Un peu plus loin que l’extrait de la lettre de Paul aux Corinthiens que nous avons entendu en deuxième lecture, l’apôtre s’évertue à rendre compte de la résurrection de la chair (voir 1 Co 15,35-53). Il s’épuise à nous l’expliquer à l’aide de multiples comparaisons qui, à la vérité, peuvent laisser certains sur leur faim. Encore une remarque au sujet de Paul : il ne parle pas de la Vierge Marie — sans doute n’a-til pas eu l’occasion de fréquenter le milieu qui l’entourait — sauf à un endroit, dans sa lettre aux Galates. Il écrit à cette communauté : « Quand vint la plénitude du temps, Dieu envoya son Fils, né d’une femme… » (Ga 4,4).

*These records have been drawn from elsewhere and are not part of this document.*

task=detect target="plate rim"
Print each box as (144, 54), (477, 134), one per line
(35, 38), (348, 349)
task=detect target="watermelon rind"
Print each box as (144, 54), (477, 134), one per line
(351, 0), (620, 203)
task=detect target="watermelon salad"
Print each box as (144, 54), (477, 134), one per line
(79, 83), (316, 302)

Voilà qui est peu, mais comme un bon inspecteur de police qui tâche de tirer un maximum d’éléments du plus petit indice, nous pouvons faire ressortir deux choses de ce verset. Premièrement, Paul rappelle que la Vierge Marie est une femme, une fille d’Adam et Ève. C’est l’évidence. Et le fait que nous célébrons aujourd’hui son triomphe ne nous autorise pas à mettre de côté son appartenance à notre humanité. Jamais le lien entre la Vierge et nous ne sera dissous, ni même détendu.

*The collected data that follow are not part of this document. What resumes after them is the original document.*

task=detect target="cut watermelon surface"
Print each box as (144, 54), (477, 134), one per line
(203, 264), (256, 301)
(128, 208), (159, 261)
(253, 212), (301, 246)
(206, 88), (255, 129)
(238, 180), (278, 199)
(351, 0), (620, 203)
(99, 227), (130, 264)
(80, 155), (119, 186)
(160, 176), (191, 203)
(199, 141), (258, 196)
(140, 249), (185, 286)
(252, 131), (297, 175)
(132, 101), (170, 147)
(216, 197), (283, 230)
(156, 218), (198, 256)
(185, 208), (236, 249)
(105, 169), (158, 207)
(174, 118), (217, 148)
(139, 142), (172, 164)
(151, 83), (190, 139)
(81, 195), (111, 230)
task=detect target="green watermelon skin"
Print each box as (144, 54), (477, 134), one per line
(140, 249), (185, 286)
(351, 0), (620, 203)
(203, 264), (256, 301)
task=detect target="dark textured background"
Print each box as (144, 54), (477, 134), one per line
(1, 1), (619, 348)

Deuxièmement, de cette évocation de Paul, nous pouvons reconnaître le rôle irremplaçable de la mère de Jésus dans le plan de salut de Dieu. Sans elle, le Fils éternel n’eût pas pu naître dans le cours du temps : pas d’Incarnation. Sans elle, nous n’aurions pas pu toucher, voir, ni entendre le Verbe de Vie (1 Jn 1,1). Sans elle, le Christ n’aurait pu ni souffrir, ni mourir, ni ressusciter des morts. Peut-être aurait-il fait irruption dans notre monde autrement, un peu comme l’Ange du Seigneur, c’est-à-dire de manière puissante certes, mais fugace. Mais alors, il ne n’aurait pas assumé le poids de notre humanité, y compris celui de la chair. Nous n’aurions pas été sauvés tout entier : le plan de Dieu pour racheter le genre humain n’aurait pas eu plus d’effet qu’un pétard mouillé.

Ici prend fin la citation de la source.